Gunawan (S2 PMat 09 UNY)

Siti Salamah Graduate Student LT/A said...

membeca tulisan Bpk, saya merasa bahwa seberapa jauh perjalanan kita dalam pengembaraan mencari ilmu tak akan lepas dari RahmatNya, bahwa siapa yang dikehendaki olehNya untuk memahami hal2 sederhana, maka sesungguhnya ia baru saja mendapatkan ilmu.
adapun sifat kontrdiktif dari ilmu itu sendiri adalah agr manusia tak mudah puas dengan segala sesuatu yang telah ia capai. maka mencari ilmu uibarat menyelami sungai tak berbatas. Di sinilah kita membutuhkan Rahmat dan bimbinganya takkala sungai yang kita selami tidak kita ketahui di mana muaranya. untuk itu sebagai wujud kebersyukuran kita, tanggungjawab kita atas kepercayaan yang telah di berikan plehNya pada kita maka puncak dari perjalanan mencari ilmu adalah kemampuan untuk memberikan kebermanfaatan untuk orang lain.

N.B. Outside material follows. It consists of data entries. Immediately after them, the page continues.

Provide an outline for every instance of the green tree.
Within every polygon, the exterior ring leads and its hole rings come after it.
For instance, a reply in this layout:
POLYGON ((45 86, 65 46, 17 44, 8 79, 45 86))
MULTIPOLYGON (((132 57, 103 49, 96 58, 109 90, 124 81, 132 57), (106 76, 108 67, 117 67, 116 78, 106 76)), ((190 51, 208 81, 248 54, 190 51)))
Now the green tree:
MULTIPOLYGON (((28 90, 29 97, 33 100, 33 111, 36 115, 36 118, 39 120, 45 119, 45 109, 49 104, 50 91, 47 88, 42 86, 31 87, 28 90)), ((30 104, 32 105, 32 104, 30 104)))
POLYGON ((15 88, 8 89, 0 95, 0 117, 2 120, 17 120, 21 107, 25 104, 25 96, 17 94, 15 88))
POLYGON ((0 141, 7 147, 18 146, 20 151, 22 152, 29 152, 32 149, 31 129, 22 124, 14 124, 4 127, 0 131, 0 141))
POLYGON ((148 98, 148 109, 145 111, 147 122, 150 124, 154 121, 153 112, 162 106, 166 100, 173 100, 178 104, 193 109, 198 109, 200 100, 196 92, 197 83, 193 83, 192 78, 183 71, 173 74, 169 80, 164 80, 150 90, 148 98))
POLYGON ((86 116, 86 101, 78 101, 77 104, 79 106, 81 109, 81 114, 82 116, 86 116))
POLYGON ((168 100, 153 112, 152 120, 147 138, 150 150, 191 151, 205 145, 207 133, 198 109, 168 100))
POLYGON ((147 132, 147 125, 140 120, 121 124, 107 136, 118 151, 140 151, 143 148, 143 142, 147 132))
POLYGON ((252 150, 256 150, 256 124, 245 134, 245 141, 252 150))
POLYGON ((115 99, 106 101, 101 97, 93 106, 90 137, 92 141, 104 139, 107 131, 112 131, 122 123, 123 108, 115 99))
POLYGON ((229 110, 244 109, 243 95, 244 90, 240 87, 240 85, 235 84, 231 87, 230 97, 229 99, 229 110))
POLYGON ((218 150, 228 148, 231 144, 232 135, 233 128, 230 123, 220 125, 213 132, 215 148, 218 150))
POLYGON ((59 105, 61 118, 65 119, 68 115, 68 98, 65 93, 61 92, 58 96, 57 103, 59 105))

Yosefin Rianita Hadiyanti said...

Saya tertarik dengan kata "kesempatan".
Dalam hidup ini manusia selalu dihadapkan pada banyak pilihan, seperti pilihan untuk menuntut ilmu atau tidak, dan lain sebagainya.
Dan yang patut disyukuri adalah dalam hidup ini manusia selalu diberikan kesempatan seperti kesempatan untuk menuntut ilmu guna pengembangan diri manusia itu sendiri. Namun sangat disayangkan pada masa sekarang ini kesempatan yang diberikan sudah banyak yang disia-siakan. Semoga saya menjadi orang yang menghargai kesempatan yang diberikan.